Trenta? Forse di più quaranta. Come se lo ricordava bene quel giorno. Il giorno
della battaglia, Fiamma aveva fatto fuggire Arya e Roran. Galbatorix aveva
capito, ma non l’aveva uccisa. Probabilmente temeva qualche reazione sua.
Ora Murtagh stava seduto in
quelle stesse stanze, dove aveva passato la notte più lunga della sua vita. E
pensava, anzi stava rievocando i ricordi di ciò che era successo tempo prima,
in un certo senso per quanto Fiamma fosse stata impulsiva con il suo gesto, non
poteva fare altro che ringraziarla per quello che aveva fatto. Certo, se fosse
successo in qualsiasi altro contesto, che sua moglie, la sua adorata moglie,
avesse rischiato così la vita, per quanto giusta e sensata potesse essere la
causa, lui non avrebbe potuto fare altro che crogiolarsi nella tristezza per le
conseguenze, che ne sarebbero conseguite.
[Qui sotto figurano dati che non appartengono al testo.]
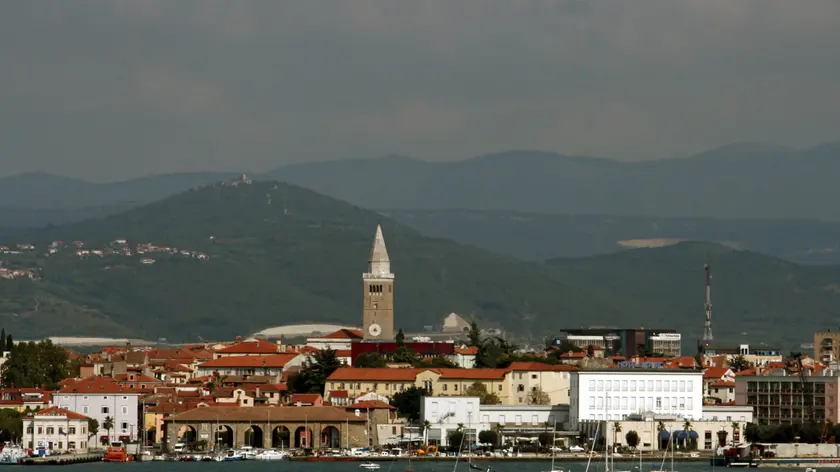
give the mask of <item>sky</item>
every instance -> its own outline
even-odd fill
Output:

Quella volta, però, il suo
gesto non fu punito, Galbatorix aveva reagito subito, mobilitando il più in
fretta possibile l’esercito e dirigendosi verso il Surda, ma soprattutto aveva
rimandato ciò che avrebbe voluto fare quella notte. Eragon. Voleva lui, la sua
lealtà, ma lui non avrebbe mai acconsentito e questo Murtagh lo sapeva bene, gli esiti sarebbero
stati prevedibile e lui avrebbe dovuto assistere. Che cosa tremenda gli
sembrava ora! Paragonata al clima di pace e armonia in cui si viveva ad
Alagaesia in quegli ultimi anni.
“Pace e armonia”, ma a quale
prezzo? Un prezzo troppo alto forse, gli esiti della battaglia gli erano
sembrati sempre più terribile man mano che ci allontanava da quella data.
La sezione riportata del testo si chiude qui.